Public Sector Knowledge Management: As one of the largest producers and consumers of information and knowledge, the government can act as a model user of these resources through the development of sound management policies and an understanding of the impact of effective knowledge application on government and governance. We examine how the public sector generates, captures, manages and uses its knowledge resources, current public sector approaches to knowledge management, the components of government knowledge management strategies and action plans, practical examples of knowledge management efforts, and how the effective application of the public sector's knowledge assets affect policy development, decentralization, service delivery and other good governance goals.


Electronic and Mobile Government Development
(E/M-government)


E/M-government, the application of Information and Communication Technologies (ICTs) within and by the public sector, provides government, the citizen and business with a set of tools that can potentially transform the way in which interactions take place, services are delivered, and public administration reform and good governance goals are met. The strategic use of ICTs in government can result in a more inclusive, effective, efficient, transparent and accountable public administration, which will be key to improved economic development and competitiveness. Moreover, in enhancing the quality and delivery of public services through ICTs - especially in education, health, social security and social welfare - government may be better positioned to reduce poverty, redress inequality, and promote sustainable development.

E/M-government can facilitate improved coordination and cooperation between government agencies, decentralized and empowered local governments, better integration and coordination of social and economic policy, streamlined government structure and business processes, and enhanced capacity for data production, information-sharing and knowledge management. Equally important, e/m-government, when viewed as part of a broader focus on e/m-governance, can offer new channels for participation and engagement in the political process, greater consultation in the decision-making process, and can enhance the prospects for deepening democracy.

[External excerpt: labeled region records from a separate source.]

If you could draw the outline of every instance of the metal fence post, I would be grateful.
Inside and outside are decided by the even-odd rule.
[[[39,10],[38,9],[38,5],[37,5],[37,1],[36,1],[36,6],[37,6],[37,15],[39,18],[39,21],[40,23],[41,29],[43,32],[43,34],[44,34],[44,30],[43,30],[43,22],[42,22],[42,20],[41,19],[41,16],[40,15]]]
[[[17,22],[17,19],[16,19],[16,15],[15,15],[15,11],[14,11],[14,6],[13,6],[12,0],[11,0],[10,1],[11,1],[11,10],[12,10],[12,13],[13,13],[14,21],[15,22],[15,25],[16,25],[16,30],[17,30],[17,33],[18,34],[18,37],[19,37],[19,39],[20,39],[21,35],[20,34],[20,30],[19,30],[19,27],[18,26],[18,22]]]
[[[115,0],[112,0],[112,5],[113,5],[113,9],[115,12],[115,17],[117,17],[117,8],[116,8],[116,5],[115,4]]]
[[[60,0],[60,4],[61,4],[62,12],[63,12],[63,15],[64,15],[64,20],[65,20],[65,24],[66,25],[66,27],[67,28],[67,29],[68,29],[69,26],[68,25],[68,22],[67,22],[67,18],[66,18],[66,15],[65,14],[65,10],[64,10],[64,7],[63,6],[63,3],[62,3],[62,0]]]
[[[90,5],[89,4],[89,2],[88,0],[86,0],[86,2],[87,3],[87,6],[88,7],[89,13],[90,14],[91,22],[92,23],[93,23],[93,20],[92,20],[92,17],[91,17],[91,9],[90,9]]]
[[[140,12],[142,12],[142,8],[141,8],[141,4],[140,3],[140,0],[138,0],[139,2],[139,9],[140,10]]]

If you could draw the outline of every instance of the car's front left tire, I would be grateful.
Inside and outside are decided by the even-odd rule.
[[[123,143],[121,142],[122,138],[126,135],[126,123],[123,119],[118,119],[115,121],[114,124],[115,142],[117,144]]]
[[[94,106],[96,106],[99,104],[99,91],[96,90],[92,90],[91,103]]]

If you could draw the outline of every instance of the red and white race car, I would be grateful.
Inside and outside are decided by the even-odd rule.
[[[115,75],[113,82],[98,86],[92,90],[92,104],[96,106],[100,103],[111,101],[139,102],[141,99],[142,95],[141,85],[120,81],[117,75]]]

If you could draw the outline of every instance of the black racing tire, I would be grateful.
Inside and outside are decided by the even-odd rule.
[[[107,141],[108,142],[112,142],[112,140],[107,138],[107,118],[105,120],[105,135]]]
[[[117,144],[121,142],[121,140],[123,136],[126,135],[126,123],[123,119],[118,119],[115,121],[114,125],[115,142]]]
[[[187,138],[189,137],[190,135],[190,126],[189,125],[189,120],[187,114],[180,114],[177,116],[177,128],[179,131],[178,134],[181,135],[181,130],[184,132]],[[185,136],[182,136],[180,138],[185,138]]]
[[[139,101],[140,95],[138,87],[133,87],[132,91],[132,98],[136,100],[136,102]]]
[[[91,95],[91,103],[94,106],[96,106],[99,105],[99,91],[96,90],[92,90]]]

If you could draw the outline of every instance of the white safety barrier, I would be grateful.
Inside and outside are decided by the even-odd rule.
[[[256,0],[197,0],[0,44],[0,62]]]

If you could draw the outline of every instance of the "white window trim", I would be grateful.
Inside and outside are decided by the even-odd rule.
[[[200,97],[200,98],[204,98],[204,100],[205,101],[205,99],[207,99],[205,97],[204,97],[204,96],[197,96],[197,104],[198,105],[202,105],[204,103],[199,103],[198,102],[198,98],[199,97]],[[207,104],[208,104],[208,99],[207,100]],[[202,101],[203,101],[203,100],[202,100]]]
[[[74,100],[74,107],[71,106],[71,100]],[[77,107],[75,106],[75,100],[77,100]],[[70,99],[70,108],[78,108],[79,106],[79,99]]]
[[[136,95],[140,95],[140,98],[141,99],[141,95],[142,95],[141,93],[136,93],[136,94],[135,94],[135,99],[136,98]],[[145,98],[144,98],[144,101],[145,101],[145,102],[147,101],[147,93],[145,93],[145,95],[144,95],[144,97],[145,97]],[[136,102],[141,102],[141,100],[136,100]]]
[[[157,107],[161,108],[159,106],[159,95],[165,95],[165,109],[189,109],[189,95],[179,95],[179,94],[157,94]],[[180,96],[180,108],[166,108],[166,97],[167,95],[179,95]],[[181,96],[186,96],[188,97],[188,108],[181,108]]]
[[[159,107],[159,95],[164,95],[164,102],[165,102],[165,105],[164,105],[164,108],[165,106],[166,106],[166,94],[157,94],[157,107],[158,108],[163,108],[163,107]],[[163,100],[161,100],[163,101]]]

In all of these ways, e/m-government can serve as an important tool in meeting the Millennium Development Goals. Yet, there are also many challenges in realizing e/m-government's potential. They include cultural and political barriers; organizational and institutional deficiencies; the need for sound legal and regulatory environments; creating processes for identifying citizen needs; proper infrastructure and access; and adequate financial and human resources.

The Division seeks to address both the opportunities and challenges of e/m-government through analysis and building governments' capacity in a number of areas, including: development of national e-government strategies and action plans; measuring e/m-government readiness; benchmarking UN Member States' online presence; determining feasibility of e/m-government applications; identifying the benefits and challenges of regional cooperation on e/m-government and the specific opportunities and challenges of local e/m-government; and ensuring to address the following main concerns:

  • E/M-readiness for improving government services online;
  • E/M-participation for promoting interactions and consultations between government and citizens in decision-making processes; and
  • E/M-inclusion for bridging the digital divide to provide all citizens, especially those of the disadvantaged groups in society with online access to public information and services.